The use of club drugs here in the valley and nationwide continues to rise. Police busts haul in more ecstasy and GHB than ever before. But Attorney General Mark Shurtleff believes this CD can be a powerful weapon.

Nicole Hansen thought the club drug scene was cool and harmless.

"When I got to the hospital, I flat-lined twice. It was literally like a scene out of ER," Hansen says.

But at a party a few years ago, she drank a half-bottle of GHB, vomited and passed out. Her friends left her in the bathroom.

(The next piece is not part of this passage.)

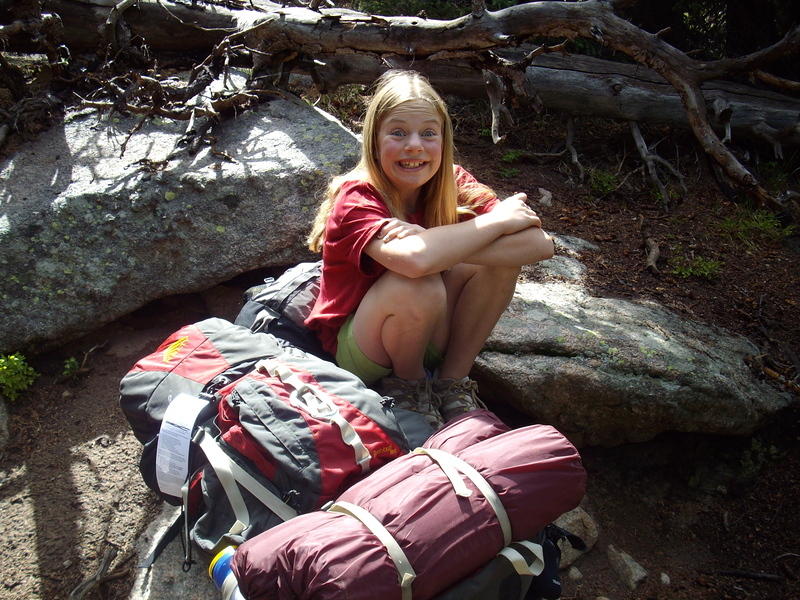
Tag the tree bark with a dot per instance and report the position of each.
(281, 39)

"After a few hours someone came to check on me and I wasn't even breathing. It was at that point the owner of the house made the decision to take me to the hospital," Hansen says.

Nicole says her so-called friends dumped her there without leaving her name. Her parents got the call from the hospital the next day. They found her listed as Jane Doe; her body jammed with tubes that had saved her life.

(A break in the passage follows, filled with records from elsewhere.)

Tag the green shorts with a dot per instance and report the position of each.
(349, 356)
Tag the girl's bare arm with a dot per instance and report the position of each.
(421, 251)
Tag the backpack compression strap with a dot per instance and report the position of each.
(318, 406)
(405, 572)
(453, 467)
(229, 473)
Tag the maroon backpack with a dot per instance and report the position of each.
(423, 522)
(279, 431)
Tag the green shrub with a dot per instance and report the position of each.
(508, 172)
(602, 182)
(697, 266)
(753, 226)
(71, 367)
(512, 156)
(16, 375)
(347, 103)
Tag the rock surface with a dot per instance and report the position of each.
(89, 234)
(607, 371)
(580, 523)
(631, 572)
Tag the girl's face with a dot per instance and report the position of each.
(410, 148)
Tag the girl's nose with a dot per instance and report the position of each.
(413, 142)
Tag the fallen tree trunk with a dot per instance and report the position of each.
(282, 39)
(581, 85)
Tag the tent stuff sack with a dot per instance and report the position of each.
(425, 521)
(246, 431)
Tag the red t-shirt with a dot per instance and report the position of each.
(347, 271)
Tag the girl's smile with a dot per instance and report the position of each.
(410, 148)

"I was so stunned at what had happened to her and what she had been through. She'd always been a great kid with normal everyday problems," says Nicole's mother, Barbara Hansen.

Club drugs have become an everyday problem. This new CD tells parents and law enforcement what they need to know about ecstasy, GHB and other popular drugs.

"We are trying to nip this in the bud. We are trying to educate our kids and parents about the dangers," Shurtleff says.

While meth and alcohol abuse remain the top drug problems in the state, club drugs are gaining.

Nicole Hansen -- a former Miss Teen Utah -- says too many teens and young adults still think it's harmless fun.

"Initially when I heard of ecstasy, I had no idea, and I looked into it. But there was no information that it was harmful," Hansen says.